With green eyes, glossy long black hair, latte-colored skin, and a generous dash of brain power, sixteen year old Farhana has everything a girl wants, including a handsome hunk of a boy who worships her, and a twin brother with equally good looks. Faraz however, born six minutes later, doesn’t quite have the popularity and brains of his sister. While Farhana excels socially and academically in an all girls’ school, Faraz, who attends a local public school, struggles with his grades, an enemy, and the dark world of drugs. However, Farhana is not without her own share of inner struggles. Thus the book is aptly titled Boy Vs. Girl.

Just like in her first young adult novel, From Somalia With Love, Na’ima Robert provides her characters in this second book with a supportive young, single, about-to-be-married aunt, who carries the spiritual voice in the books, and whom the characters turn to. Fourteen year-old Safia had her Habareyo, who warns her of further associations with her wild cousin. Farhana and Faraz have Aunt Najma, a niqabi and black sheep of the family who shows up amidst pre-Ramadan preparations and takes them out for an errand. While their mother stocks the kitchen with enough food to feed an army, Aunt Naj gets the twins thinking about their spiritual goals for Ramadan over milkshakes. 

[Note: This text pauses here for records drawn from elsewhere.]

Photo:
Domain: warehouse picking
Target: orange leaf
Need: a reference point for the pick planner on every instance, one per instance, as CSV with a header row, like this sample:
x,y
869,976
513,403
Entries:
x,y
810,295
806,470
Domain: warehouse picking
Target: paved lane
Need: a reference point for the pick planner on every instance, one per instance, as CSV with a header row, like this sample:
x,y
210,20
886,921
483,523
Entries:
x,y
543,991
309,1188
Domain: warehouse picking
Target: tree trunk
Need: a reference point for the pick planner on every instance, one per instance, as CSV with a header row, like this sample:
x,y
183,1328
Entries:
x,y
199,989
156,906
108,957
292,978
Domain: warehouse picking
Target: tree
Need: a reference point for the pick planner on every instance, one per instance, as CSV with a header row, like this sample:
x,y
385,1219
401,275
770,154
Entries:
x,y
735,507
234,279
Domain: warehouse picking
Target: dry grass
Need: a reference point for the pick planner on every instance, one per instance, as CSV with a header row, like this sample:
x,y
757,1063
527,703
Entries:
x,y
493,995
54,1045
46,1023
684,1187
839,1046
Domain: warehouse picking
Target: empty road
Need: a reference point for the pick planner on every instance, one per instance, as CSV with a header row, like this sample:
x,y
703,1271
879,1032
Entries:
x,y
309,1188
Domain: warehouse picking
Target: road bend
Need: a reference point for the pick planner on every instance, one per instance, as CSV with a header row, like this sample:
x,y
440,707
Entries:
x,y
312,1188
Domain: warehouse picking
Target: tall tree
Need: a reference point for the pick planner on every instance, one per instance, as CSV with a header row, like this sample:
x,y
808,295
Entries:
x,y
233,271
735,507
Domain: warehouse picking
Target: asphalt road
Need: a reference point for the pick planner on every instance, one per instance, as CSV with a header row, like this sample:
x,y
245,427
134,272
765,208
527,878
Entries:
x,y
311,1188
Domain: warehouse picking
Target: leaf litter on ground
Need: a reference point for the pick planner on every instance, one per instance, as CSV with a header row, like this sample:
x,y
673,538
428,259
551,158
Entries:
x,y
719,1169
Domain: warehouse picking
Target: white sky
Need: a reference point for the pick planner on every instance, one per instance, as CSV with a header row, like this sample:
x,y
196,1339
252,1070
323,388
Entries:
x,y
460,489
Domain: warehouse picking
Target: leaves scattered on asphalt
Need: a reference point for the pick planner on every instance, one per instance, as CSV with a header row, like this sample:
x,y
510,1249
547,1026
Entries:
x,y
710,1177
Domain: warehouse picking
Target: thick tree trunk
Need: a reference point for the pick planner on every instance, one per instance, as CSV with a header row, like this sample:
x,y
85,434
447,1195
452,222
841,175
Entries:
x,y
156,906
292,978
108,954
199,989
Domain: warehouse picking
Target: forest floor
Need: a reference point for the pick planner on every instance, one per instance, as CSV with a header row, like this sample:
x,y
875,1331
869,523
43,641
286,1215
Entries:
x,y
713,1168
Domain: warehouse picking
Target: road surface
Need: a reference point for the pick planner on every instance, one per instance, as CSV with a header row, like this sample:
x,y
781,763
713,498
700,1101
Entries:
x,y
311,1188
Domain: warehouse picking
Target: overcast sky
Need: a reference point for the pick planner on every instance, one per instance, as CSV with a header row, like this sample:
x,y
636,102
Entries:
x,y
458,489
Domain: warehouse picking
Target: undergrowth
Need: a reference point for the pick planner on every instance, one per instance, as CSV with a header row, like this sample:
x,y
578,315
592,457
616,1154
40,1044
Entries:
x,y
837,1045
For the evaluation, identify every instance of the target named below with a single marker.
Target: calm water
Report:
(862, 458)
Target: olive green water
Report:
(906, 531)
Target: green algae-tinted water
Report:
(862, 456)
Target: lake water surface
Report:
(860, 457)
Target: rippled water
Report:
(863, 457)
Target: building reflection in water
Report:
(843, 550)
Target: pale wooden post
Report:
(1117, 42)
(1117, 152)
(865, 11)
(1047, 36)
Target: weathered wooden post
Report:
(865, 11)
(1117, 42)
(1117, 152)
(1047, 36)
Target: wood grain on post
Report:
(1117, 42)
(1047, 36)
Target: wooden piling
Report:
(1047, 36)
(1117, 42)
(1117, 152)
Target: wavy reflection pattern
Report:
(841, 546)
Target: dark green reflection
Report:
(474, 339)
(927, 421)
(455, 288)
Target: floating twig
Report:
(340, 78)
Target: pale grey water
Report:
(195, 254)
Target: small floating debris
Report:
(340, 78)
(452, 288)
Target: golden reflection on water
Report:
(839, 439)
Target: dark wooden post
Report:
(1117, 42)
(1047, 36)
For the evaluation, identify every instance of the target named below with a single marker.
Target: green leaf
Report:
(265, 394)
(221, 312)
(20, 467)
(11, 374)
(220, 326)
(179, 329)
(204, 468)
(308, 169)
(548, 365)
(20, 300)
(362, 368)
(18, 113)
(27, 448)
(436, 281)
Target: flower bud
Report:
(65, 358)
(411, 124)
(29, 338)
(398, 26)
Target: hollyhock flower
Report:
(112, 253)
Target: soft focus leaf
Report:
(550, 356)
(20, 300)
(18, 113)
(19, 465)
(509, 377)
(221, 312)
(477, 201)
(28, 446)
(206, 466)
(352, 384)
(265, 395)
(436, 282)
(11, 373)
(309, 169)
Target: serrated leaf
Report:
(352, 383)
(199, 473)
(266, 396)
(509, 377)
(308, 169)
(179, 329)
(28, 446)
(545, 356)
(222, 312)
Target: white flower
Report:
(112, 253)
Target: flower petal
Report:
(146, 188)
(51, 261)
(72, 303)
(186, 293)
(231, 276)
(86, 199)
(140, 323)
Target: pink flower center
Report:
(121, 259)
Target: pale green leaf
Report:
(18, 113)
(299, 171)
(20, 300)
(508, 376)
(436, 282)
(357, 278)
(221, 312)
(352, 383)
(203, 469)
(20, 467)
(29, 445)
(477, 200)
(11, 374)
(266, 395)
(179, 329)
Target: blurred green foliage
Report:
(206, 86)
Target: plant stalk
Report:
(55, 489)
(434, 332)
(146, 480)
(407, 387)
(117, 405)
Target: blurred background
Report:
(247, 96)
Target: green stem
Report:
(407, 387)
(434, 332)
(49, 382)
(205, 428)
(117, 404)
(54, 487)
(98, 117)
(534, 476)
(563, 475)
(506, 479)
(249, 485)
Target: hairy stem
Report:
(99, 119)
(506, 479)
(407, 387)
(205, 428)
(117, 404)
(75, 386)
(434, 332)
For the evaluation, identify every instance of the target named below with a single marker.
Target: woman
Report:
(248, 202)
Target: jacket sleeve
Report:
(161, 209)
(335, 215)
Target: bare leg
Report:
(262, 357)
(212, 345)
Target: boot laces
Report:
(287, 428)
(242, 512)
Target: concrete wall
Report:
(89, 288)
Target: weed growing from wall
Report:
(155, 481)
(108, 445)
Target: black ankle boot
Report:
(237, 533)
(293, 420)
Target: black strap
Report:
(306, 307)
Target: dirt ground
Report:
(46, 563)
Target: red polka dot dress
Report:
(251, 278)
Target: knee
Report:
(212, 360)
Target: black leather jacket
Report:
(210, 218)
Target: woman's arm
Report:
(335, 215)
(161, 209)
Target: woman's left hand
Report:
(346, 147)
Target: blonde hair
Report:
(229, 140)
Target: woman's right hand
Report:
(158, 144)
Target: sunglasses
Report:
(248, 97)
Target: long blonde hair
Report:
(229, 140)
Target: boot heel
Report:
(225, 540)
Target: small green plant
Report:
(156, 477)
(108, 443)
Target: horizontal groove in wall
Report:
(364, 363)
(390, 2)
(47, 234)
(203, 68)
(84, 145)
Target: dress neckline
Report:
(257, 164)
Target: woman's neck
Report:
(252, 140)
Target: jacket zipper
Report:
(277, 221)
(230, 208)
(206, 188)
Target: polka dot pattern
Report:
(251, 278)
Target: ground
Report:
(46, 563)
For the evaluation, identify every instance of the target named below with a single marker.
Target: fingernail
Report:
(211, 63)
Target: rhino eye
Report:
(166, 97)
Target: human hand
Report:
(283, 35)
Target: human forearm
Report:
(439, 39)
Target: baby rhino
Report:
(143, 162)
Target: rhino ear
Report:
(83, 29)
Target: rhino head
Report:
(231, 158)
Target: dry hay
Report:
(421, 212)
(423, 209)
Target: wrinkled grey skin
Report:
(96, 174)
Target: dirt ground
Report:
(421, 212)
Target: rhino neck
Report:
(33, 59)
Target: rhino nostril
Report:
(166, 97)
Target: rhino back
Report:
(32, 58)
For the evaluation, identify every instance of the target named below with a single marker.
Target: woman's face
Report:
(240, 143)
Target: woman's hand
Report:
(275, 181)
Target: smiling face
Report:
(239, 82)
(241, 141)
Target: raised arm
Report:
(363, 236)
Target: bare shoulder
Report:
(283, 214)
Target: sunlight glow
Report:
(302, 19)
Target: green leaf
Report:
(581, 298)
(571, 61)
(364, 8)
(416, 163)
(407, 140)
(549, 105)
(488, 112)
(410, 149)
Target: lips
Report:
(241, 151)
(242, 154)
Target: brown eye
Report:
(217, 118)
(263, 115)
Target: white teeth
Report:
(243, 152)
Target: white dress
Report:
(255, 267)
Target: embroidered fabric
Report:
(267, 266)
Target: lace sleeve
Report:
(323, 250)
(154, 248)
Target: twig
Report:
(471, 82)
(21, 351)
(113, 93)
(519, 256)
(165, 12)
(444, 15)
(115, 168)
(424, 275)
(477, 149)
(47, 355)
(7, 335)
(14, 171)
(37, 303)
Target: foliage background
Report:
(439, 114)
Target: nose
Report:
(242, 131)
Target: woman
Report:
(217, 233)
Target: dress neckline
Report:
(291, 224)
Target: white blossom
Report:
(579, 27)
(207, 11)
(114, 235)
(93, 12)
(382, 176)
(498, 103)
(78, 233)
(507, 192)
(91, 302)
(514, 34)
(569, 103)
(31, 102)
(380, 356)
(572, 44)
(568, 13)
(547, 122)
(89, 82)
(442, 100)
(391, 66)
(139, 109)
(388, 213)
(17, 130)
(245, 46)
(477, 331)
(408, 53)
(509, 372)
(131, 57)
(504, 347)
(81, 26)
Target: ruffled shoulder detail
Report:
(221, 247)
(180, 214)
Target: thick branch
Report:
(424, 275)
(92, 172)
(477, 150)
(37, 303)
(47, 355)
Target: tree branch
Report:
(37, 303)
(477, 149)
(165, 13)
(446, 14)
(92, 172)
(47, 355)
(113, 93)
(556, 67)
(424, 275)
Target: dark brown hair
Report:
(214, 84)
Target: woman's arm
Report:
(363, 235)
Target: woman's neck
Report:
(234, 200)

With a fresh start to a new Ramadan, the twins resolve to deal with their personal struggles, which include hijab, Skrooz, and Malik. Typical well-mannered Pakistani youths, Farhana and Faraz grew up learning to pray and read the Quran. But as far as modesty goes, there is no place for hijab, which is too extreme for the likes of their mother. So when Farhana makes the nerve-wrecking decision to put on the hijab, worrying about the reactions she would get at school, she faces problems even before she steps out of the house. Her mother vehemently disapproves and continues to make it difficult for her. 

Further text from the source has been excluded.